Reviews

‘Remembering the Artist Robert De Niro, Sr.’ Review: Better Late Than Never

By  · Published on June 10th, 2014

by Sam Fragoso

HBO

Remembering the Artist Robert De Niro, Sr. was made not out of desire, but necessity. For most artists, recognition is what keeps them going, pushing them forward onto the next painting, film, book, etc. The story of Robert De Niro Sr., the subject of this HBO documentary short, is a painfully familiar one – an artist who flirted with fame only to fade into oblivion.

We open with the 1950 and 1960s, where a coterie of artists, dubbed the New York School of Art, have become the sensation of the art world. Members of this School of Art include Jackson Pollock, Willem de Kooning, Franz Kline, Mark Rothko and most importantly, Robert De Niro Sr. He was a figurative artist known for still-life paintings, and as we’re shown throughout the movie, his work was straight forward and free of pretension, inspired by the French avant-garde artists like Pierre Bonnard and Icarus Matisse.

To the tune of classical music, Remembering the Artist is interspersed with talking head interviews, personal footage from Sr.’s adult life, Robert De Niro reading excerpts from his father’s journal and, most importantly, the subject’s revelatory artwork. In 40-minutes, the film compacts a lot of information in a short period of time. But the film isn’t an exercise in information inundation. Directors Geeta Gandbhir and Perri Peltz work diligently in not wasting a single frame. Each snippet of information presented feels vital to De Niro Sr.’s story.

When not replete with testimonials of Sr.’s work, Remembering the Artist briefly dives into the relationship between Sr. and his son. De Niro vividly recalls not wanting to attend his father’s galleries as a child and that his father was always lamenting the state of contemporary art (insisting that he may never receive the recognition he longs for, even after death). There was of course, as De Niro remembers, a mix of envy and happiness on Sr.’s part as his son garnered critical and commercial success in the movies. Sadly, Gandbhir and Peltz half-heartedly explore this dynamic – perhaps because there’s only so much to explore.

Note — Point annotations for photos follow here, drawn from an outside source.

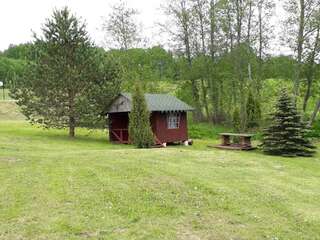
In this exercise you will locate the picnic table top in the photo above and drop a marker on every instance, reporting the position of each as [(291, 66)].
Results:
[(237, 134)]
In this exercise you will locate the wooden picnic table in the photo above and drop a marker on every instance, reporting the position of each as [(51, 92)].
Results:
[(243, 144)]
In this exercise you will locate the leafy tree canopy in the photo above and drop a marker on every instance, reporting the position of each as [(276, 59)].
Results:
[(71, 82)]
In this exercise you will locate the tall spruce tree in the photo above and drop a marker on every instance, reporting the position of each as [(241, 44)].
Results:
[(70, 83), (286, 136), (140, 132)]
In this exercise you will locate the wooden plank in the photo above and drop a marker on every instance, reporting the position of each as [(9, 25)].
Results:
[(236, 134)]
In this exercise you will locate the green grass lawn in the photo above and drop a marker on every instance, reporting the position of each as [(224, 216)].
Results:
[(52, 187)]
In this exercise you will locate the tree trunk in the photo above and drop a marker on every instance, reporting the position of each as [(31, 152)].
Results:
[(315, 113), (205, 101), (72, 127), (299, 49)]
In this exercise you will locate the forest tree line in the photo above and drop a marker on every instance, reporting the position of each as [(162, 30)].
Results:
[(220, 57)]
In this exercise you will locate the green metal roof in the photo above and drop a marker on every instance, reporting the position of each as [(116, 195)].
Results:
[(162, 103)]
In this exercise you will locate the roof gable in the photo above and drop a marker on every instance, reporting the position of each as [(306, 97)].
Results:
[(155, 103)]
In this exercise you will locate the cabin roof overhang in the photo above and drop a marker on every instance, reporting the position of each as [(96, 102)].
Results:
[(155, 103)]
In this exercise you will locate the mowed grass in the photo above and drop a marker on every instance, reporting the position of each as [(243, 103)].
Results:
[(56, 188)]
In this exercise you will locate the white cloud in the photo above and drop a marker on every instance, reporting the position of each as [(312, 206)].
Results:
[(18, 18)]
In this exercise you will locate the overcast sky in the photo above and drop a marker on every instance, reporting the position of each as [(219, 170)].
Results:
[(18, 18)]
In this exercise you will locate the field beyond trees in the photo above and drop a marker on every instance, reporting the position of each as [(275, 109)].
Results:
[(53, 187)]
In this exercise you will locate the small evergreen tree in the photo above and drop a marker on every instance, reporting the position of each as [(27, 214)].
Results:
[(253, 111), (236, 120), (287, 134), (70, 82), (140, 132)]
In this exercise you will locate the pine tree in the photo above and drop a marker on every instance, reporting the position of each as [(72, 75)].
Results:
[(140, 132), (253, 111), (70, 83), (236, 120), (286, 136)]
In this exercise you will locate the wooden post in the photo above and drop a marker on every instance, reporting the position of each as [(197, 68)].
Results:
[(225, 140)]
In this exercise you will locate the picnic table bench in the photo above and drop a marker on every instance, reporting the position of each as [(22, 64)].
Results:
[(228, 142)]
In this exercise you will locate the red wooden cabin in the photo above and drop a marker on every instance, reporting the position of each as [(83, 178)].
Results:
[(168, 118)]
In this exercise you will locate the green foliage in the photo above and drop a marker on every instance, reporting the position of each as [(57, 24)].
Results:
[(286, 136), (150, 66), (70, 83), (236, 122), (281, 67), (205, 130), (21, 52), (253, 111), (140, 132), (11, 69)]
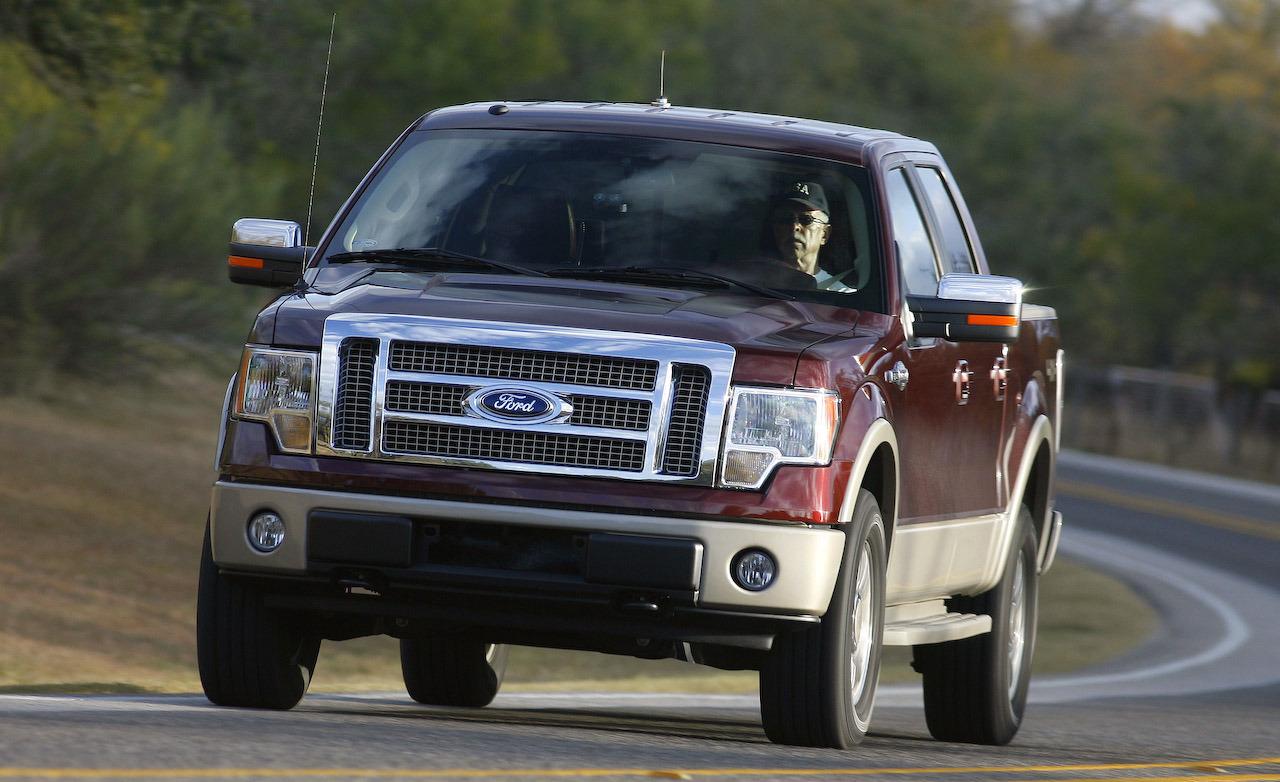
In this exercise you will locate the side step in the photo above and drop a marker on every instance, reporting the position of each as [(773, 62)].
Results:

The undercurrent of the film, and by extension all of Sr.’s work, is his clandestine life as a homosexual. Ridden with guilt for being gay, he went to his journal to pour out his feelings of carnal confusion. Throughout the film De Niro reads passages from his father’s diary, which serve as sort of a de facto narrator. It’s in these moments that we see the artist clearly and honestly. He was an extraordinarily gifted man whose fear of his sexuality was exacerbated by depression and his small fame fading as the art world transmuted into something entirely else, dominated by abstractionists like Andy Warhol and Frank Stella.

While it seems every fiber of Robert De Niro’s body felt compelled to make this documentary, Remembering the Artist isn’t just reverence for his old man. The film excels beyond a mere home-video replete with nostalgia and admiration, instead morphing into a living testament of De Niro Sr’s profound work – an art galley so big and beautiful not even a Peggy Guggenheim exhibit could compete.

The Upside: A good showcase of Sr.’s work, plus the heartbreaking insight into the mind of a damaged artist

The Downside: Missing more examination of the relationship between De Niro Sr. and De Niro

On the side: The works of Robert De Niro Sr. are now being shown around the world.